Le liturgiste

Dom Guéranger, le précurseur de la tradition

Dom Guéranger est parfois décrit comme le père du mouvement liturgique, celui-ci est à proprement parler un peu plus tardif puisqu’il se déploie dans sa pleine mesure au XXème siècle, à partir de la réflexion théologique et historique féconde du serviteur de Dieu et dont nous vivons encore aujourd’hui.

Les Quatre articles de 1830

Les Considérations sur la liturgie catholique, rédigées en 1830 alors qu’il est encore un jeune prêtre séculier sont des pages courageuses, qui s’attaquaient à de fortes positions gallicanes et jansénisantes, établissaient que la liturgie, parce qu’elle est le langage de L’Église, doit être antique, universelle, autorisée et pieuse. Elles témoignent de la précocité et de la sûreté des intuitions de leur auteur, de sa jeunesse aussi – il le reconnaîtra plus tard -, car la polémique qui s’ensuivit avec l’Ami de la Religion et du Roi fut tout juste courtoise. (cf. dom Louis Soltner)

L’année liturgique

  L’Année liturgique a pénétré l’intimité des familles chrétiennes où elle était lue par les personnes et écoutée par le cercle familial.
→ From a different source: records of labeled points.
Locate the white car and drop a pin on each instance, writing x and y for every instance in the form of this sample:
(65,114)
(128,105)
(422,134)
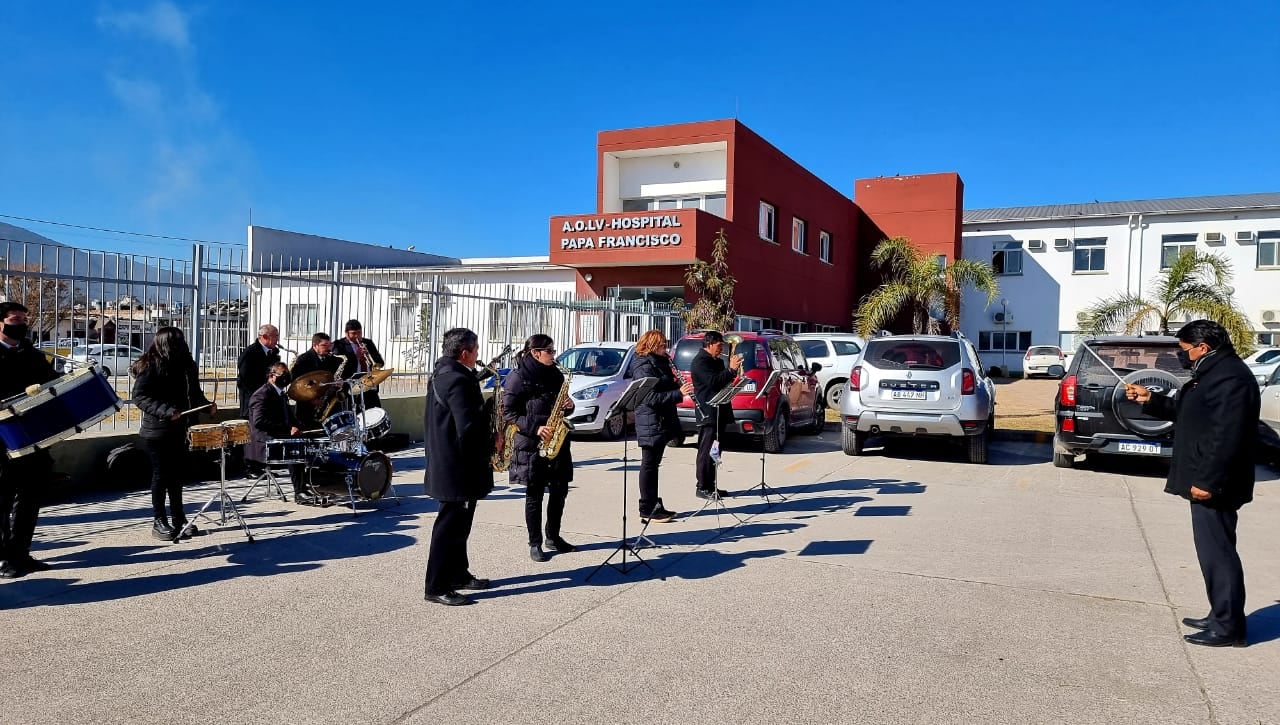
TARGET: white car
(598,381)
(836,352)
(1041,358)
(112,359)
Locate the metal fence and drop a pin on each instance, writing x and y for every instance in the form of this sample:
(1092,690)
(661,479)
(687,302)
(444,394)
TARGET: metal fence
(106,306)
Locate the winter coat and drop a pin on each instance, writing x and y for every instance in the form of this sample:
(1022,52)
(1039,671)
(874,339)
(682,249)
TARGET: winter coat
(657,420)
(1215,437)
(528,395)
(159,395)
(458,441)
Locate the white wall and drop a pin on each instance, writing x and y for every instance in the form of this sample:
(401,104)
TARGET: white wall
(1048,295)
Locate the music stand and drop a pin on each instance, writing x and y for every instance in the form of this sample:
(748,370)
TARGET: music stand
(766,489)
(631,397)
(720,399)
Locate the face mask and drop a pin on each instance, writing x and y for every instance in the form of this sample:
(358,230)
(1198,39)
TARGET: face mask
(16,332)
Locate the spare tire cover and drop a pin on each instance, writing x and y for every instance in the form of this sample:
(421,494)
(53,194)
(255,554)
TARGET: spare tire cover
(1129,413)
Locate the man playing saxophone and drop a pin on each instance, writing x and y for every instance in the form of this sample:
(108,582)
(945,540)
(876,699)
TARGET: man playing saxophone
(535,399)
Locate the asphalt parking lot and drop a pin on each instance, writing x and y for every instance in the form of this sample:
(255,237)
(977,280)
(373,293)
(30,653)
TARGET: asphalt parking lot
(905,587)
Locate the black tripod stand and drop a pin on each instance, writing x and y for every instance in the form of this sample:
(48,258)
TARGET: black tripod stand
(630,399)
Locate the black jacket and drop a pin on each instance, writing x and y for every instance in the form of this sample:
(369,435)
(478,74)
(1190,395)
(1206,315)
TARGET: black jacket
(269,416)
(251,372)
(657,420)
(160,395)
(529,393)
(458,441)
(1216,413)
(711,375)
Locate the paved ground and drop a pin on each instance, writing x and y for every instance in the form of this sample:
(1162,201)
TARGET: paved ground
(904,588)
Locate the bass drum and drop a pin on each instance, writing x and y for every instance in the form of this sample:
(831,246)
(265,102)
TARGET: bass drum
(1129,413)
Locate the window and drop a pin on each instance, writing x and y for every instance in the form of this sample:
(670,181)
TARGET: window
(1269,249)
(1006,258)
(1173,246)
(997,341)
(301,320)
(1091,255)
(768,222)
(798,233)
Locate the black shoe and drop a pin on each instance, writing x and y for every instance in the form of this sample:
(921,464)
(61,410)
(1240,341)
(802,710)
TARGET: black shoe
(560,545)
(451,598)
(1210,638)
(161,530)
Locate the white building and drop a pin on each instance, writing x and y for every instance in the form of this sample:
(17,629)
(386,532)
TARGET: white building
(1054,261)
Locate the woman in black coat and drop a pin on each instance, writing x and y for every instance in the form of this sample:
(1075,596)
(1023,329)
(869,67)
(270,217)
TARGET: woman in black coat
(657,420)
(165,384)
(529,393)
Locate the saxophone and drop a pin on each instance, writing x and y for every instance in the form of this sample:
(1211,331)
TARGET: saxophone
(560,427)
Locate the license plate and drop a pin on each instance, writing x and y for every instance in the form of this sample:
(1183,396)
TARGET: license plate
(1136,447)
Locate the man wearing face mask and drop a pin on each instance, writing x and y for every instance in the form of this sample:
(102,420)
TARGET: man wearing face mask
(1216,413)
(21,365)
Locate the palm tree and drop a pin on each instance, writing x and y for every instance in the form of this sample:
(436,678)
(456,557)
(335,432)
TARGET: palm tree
(917,281)
(1196,285)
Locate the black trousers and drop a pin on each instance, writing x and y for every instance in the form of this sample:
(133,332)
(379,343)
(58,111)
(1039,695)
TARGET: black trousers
(1214,532)
(21,479)
(650,457)
(447,562)
(168,456)
(705,466)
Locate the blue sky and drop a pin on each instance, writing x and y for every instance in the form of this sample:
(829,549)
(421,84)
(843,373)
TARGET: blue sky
(461,127)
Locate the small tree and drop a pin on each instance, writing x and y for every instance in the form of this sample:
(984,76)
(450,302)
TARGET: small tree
(917,282)
(1194,285)
(713,286)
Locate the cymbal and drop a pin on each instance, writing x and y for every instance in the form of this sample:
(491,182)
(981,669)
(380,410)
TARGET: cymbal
(311,386)
(369,381)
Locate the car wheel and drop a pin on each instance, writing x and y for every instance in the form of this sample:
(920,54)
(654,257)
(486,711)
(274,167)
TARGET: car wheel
(851,442)
(776,437)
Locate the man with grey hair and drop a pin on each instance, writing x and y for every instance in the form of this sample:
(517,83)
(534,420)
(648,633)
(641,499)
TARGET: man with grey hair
(255,361)
(458,445)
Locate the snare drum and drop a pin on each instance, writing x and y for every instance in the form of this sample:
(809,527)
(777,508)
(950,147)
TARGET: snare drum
(206,437)
(341,425)
(58,410)
(375,422)
(237,432)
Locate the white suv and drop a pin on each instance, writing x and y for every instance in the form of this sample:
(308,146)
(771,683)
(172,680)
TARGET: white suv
(836,351)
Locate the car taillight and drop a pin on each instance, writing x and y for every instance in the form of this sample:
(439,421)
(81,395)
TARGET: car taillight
(1066,391)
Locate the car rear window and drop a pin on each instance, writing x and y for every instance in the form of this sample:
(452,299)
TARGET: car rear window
(912,354)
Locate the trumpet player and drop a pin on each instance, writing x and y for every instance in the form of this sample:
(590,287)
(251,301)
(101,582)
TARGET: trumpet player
(531,392)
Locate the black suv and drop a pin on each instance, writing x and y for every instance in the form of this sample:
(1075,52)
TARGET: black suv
(1093,413)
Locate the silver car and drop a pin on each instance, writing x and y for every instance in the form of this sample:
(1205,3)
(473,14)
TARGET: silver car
(919,384)
(598,370)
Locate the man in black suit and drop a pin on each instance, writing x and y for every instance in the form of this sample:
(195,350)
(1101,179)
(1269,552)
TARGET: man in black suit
(21,478)
(1212,466)
(254,361)
(361,356)
(319,358)
(270,416)
(458,445)
(709,377)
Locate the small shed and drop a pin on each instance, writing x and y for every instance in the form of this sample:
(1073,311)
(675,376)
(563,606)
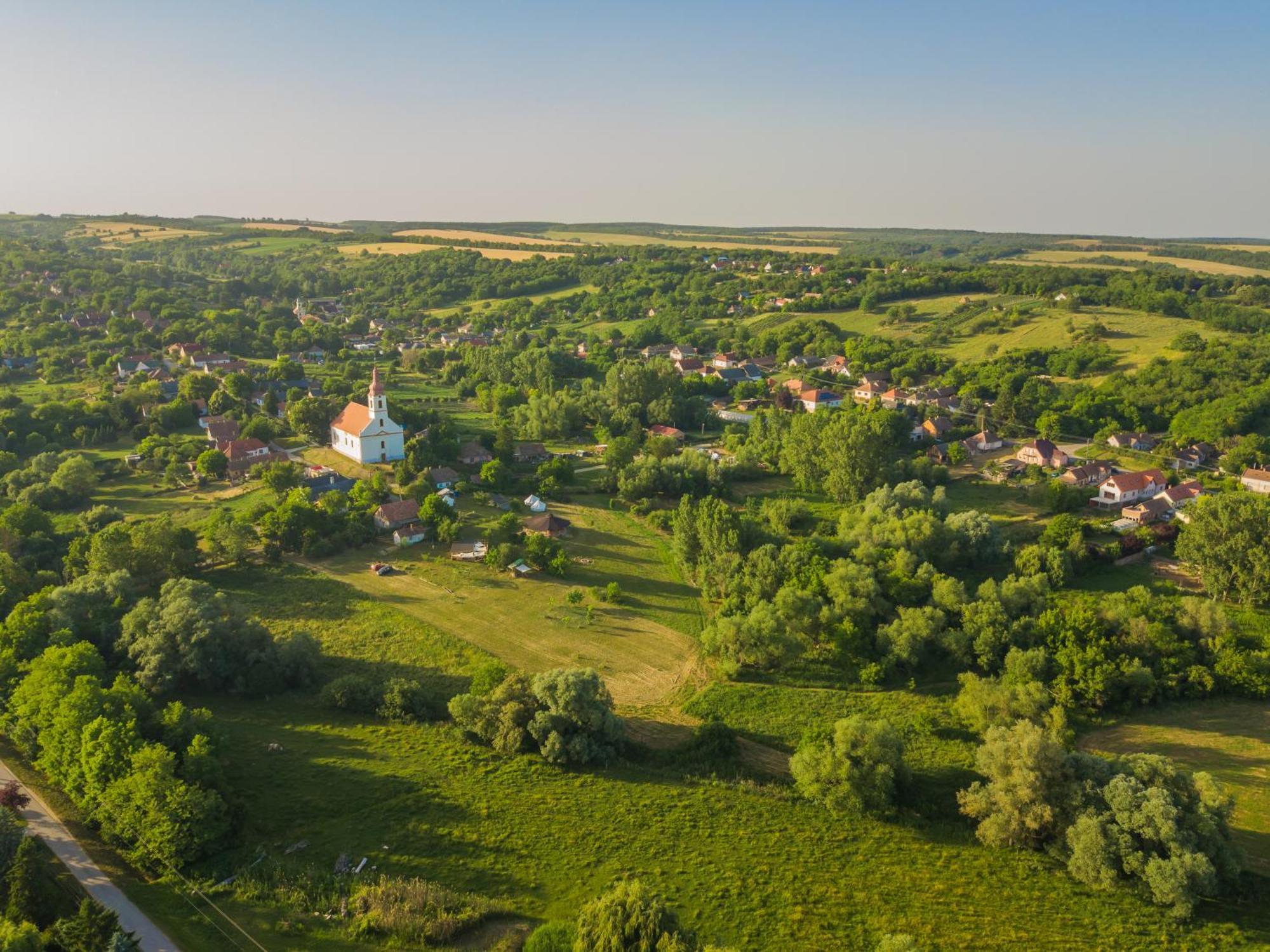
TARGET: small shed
(411,535)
Elle apportait aux temps forts de l’année un aliment spirituel qui préparait aux célébrations et en distillait la moelle dans les intelligences. Parmi beaucoup de témoins, retenons la famille Martin : on la lit aux Buissonnets ; c’est par elle que sainte Thérèse de l’Enfant-Jésus est initiée à la liturgie. Le clergé aussi y puise et s’y nourrit. Témoin, Mgr Roncalli qui, nonce à Paris, achète l’édition en 15 volumes, devenu Jean XXIII, la garde sur son bureau.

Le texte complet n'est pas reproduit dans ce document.